On pourrait objecter que la période étudiée par cette enquête correspond à un moment de crise totalement inédit, qui a complètement bouleversé le fonctionnement des pouvoirs publics et durant laquelle ces derniers ont mis un certain temps à s'adapter. Elle n'en apporte pas moins des enseignements intéressants, valables au-delà du seul contexte de la crise sanitaire. Le Secours catholique considère en effet que "la crise sanitaire a agi comme un puissant révélateur d'une insécurité alimentaire déjà bien ancrée pour des millions de Français" et que "la pandémie de Covid-19 a déstabilisé des situations budgétaires déjà très serrées".
Le rapport estime que jusqu'à 7 millions de personnes auraient eu recours à l'aide alimentaire en 2020, soit près de 10% de la population française, ce qui constitue "du jamais vu en période de paix". Après le besoin d'écoute, la première demande exprimée par les ménages auprès des permanences du Secours catholique porte sur l'aide alimentaire.

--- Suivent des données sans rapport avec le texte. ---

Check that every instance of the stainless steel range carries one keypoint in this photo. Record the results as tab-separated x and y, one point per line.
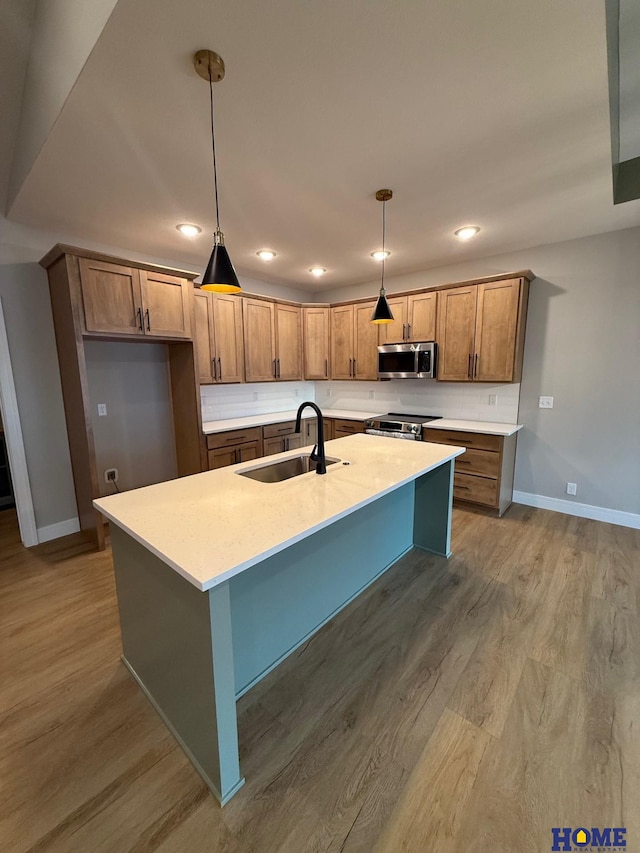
396	425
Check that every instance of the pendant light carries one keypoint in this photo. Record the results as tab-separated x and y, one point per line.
382	312
219	276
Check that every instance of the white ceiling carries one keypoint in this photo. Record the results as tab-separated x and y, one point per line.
490	112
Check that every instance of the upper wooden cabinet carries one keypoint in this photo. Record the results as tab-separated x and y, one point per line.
218	337
414	318
122	300
272	340
481	331
354	342
316	337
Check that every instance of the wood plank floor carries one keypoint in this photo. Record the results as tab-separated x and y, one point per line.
460	705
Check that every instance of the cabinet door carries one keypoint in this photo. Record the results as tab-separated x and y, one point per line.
496	325
421	316
203	336
342	342
456	330
166	303
395	332
316	342
229	339
111	296
366	342
259	340
288	322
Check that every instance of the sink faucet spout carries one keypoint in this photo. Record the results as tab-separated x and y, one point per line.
319	459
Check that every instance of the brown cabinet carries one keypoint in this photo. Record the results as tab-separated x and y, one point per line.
218	337
354	342
484	473
281	437
272	341
122	300
233	446
481	331
414	318
343	426
315	334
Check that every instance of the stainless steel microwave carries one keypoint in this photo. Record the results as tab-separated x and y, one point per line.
407	361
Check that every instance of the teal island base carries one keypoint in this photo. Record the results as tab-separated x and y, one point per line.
194	653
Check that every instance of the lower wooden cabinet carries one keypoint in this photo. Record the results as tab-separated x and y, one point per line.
343	426
237	445
484	474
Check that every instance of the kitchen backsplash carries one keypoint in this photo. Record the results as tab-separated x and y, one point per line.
416	396
448	399
252	398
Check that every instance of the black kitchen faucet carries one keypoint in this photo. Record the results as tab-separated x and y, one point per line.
319	457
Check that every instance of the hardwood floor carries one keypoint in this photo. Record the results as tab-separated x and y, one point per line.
461	705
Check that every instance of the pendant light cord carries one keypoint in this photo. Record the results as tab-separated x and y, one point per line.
213	147
384	228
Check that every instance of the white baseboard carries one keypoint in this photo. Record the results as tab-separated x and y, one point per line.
598	513
55	531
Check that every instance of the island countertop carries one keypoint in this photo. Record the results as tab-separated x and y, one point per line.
211	526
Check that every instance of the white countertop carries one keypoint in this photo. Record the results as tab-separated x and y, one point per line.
278	417
488	427
212	526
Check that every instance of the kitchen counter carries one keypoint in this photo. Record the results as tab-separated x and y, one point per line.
488	427
204	539
209	427
220	577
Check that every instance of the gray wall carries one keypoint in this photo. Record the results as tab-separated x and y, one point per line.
136	436
24	291
583	348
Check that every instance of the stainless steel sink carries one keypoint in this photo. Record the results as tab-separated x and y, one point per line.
284	469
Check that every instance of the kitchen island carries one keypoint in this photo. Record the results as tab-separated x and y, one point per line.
220	577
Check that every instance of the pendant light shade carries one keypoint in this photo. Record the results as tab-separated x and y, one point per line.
219	276
382	311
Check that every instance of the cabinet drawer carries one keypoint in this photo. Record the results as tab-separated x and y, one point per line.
463	439
347	427
486	463
234	436
480	490
273	430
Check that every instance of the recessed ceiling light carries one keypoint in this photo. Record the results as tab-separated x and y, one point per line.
467	232
189	230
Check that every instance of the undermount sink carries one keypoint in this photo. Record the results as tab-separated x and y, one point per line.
284	469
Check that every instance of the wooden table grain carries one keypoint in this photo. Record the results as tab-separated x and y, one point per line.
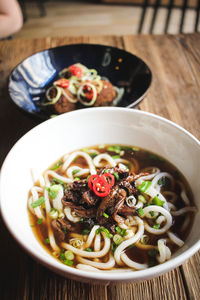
174	94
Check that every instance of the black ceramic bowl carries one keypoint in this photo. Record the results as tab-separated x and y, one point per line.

En légère baisse ces dernières années, celle-ci est repartie à la hausse en 2020 jusqu'à concerner 54% des ménages rencontrés.
Ces derniers sont principalement des ménages à très faibles ressources (niveau de vie inférieur à 600 euros), parmi lesquels se trouvent notamment des étrangers sans statut légal stable, des jeunes, des personnes seules en marge de la société ou des familles vivant en logement précaire. Mais le Secours catholique constate également la présence de "ménages disposant de ressources plus élevées, vivant en logement stable, percevant des revenus du travail ou des transferts". Il s'agit en l'occurrence de "ménages aux budgets extrêmement contraints, avec des dépenses souvent incompressibles (loyer et charges, transport, santé, pensions alimentaires, remboursement de dettes...) qui ponctionnent trop fortement leurs ressources". Autres facteurs de fragilité : la monoparentalité, la présence d'enfants ou l'existence d'impayés. La crise sanitaire a fait augmenter les demandes d'aide alimentaire, notamment dans les familles avec enfants et chez les jeunes de moins de 25 ans (+6 points entre 2019 et 2020).
En effet, plus des deux tiers des ménages ayant répondu à l'enquête sont des familles avec enfants, monoparentales pour près de la moitié d'entre elles. Leur niveau de vie médian mensuel s'élève à 235 euros, très en deçà du seuil d'extrême pauvreté. Plus de la moitié (57%) déclarent demander de l'aide alimentaire pour la première fois. Elles sont alors un peu moins pauvres monétairement que les autres, mais ont subi une perte de revenu (30% des enquêtés) ou une hausse des charges, liée notamment à la fermeture des cantines. En outre, 46% des ménages interrogés disent rencontrer des difficultés à se déplacer pour faire des courses.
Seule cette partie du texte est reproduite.